Sedangkan dalil dari Al-Hadits adalah apa yang diriwayatkan dari Abu Rafi’, bahwa Nabi saw pernah meminjam seekor unta kepada seorang lelaki. Aku datang menemui beliau membawa seekor unta dari sedekah. Beliau menyuruh Abu Rafi’ untuk mengembalikan unta milik lelaki tersebut. Abu Rafi’ kembali kepada beliau dan berkata, “Wahai Rasulullah! Yang kudapatkan hanya-lah seekor unta ruba’i terbaik?” Beliau bersabda,“Berikan saja kepadanya. Sesungguhnya orang yang terbaik adalah yang paling baik dalam mengembalikan utang.”

Nabi saw juga bersabda:

“Setiap muslim yang memberikan pinjaman kepada sesamanya dua kali, maka dia itu seperti orang yang bersedekah satu kali.” (HR. Ibnu Majah II/812 no.2430, dari Ibnu Mas’ud. Hadits ini di-hasan-kan oleh Al-Albani di dalam Irwa’ Al-ghalil Fi Takhrij Ahadits manar As-sabil (no.1389).)

 3 . PERINGATAN KERAS TENTANG HUTANG

Dari pembahasan di atas, kita telah mengetahui dan memahami bahwa hukum berutang atau meminta pinjaman adalah diperbolehkan, dan bukanlah sesuatu yang dicela atau dibenci, karena Nabi saw pernah berutang. Namun meskipun demikian, hanya saja Islam menyuruh umatnya agar menghindari utang semaksimal mungkin jika ia mampu membeli dengan tunai atau tidak dalam keadaan kesempitan ekonomi. Karena utang, menurut Rasulullah saw, merupakan penyebab kesedihan di malam hari dan kehinaan di siang hari.
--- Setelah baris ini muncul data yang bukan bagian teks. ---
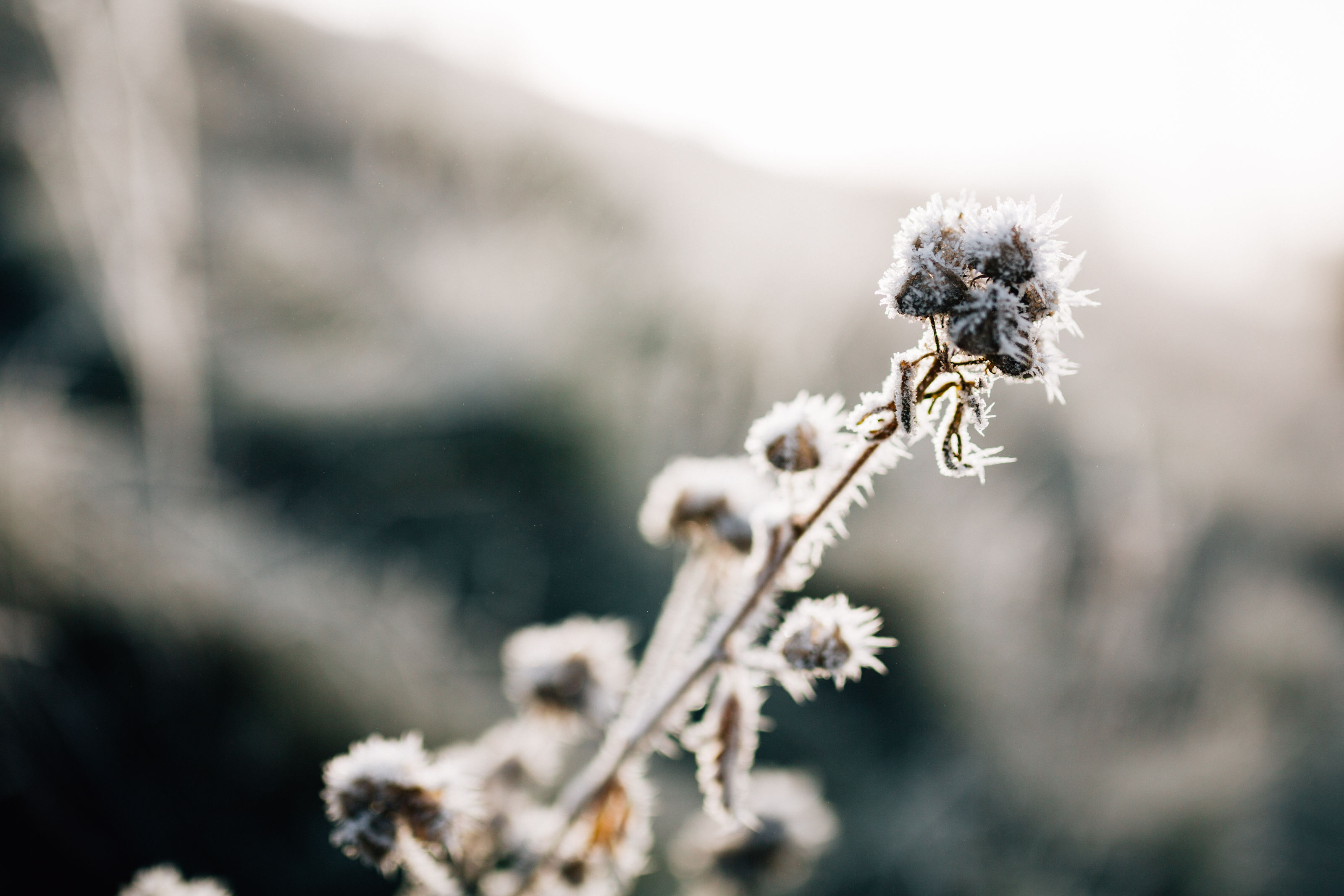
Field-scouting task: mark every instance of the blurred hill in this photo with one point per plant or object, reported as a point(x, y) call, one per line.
point(454, 330)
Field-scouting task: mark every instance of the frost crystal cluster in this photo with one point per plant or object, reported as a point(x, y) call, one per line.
point(557, 801)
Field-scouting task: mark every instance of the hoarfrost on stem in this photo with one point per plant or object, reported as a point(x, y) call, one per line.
point(994, 291)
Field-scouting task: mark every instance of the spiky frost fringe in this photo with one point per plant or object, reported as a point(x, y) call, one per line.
point(725, 745)
point(166, 880)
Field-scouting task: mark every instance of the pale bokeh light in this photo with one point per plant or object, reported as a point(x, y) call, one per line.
point(1206, 127)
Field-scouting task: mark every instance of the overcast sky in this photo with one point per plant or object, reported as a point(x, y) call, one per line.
point(1220, 123)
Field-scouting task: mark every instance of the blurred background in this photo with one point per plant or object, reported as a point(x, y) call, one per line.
point(339, 339)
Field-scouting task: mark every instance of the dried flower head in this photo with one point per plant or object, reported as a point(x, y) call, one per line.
point(166, 880)
point(927, 276)
point(796, 825)
point(807, 434)
point(998, 276)
point(698, 497)
point(826, 638)
point(609, 847)
point(383, 789)
point(577, 670)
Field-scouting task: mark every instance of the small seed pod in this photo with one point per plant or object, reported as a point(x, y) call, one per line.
point(382, 789)
point(807, 434)
point(704, 499)
point(931, 291)
point(795, 828)
point(796, 450)
point(1007, 260)
point(577, 670)
point(827, 638)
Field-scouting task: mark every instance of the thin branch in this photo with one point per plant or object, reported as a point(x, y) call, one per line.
point(623, 739)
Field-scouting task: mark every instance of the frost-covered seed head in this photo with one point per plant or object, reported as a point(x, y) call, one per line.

Utang juga dapat membahayakan akhlaq, sebagaimana sabda Rasulullah saw (artinya): “Sesungguhnya seseorang apabila berutang, maka dia sering berkata lantas berdusta, dan berjanji lantas memungkiri.” (HR. Bukhari).

Rasulullah saw pernah menolak menshalatkan jenazah seseorang yang diketahui masih meninggalkan utang dan tidak meninggalkan harta untuk membayarnya. Rasulullah saw bersabda: 

“Akan diampuni orang yang mati syahid semua dosanya, kecuali utangnya.” (HR. Muslim III/1502 no.1886, dari Abdullah bin Amr bin Ash).

Diriwayatkan dari Tsauban, mantan budak Rasulullah, dari Rasulullah saw, bahwa Beliau bersabda: 
“Barangsiapa yang rohnya berpisah dari jasadnya dalam keadaan terbebas dari tiga hal, niscaya masuk surga: (pertama) bebas dari sombong, (kedua) dari khianat, dan (ketiga) dari tanggungan utang.” (HR. Ibnu Majah II/806 no: 2412, dan At-Tirmidzi IV/138 no: 1573. Dan di-shahih-kan oleh syaikh Al-Albani).

Di sisi lain allah memperingati aturan yang tegas dalam utang piutang yang merupakan bagian dari transaksi ekonomi (mu’amalah maliyah). 
Ketegasan aturan ekonomi tersebut tercemin dalam firman Allah Q.S an-nissa ayat 29 yang artinya :

Wahai orang orang yang beriman,janganlah kamu memakan harta yang beredar di antaramu secara bathil, kecuali terjadi transaksi suka sama suka. Jangan pula kamu saling membunuh. Allah sangat sayang kepadamu semuanya.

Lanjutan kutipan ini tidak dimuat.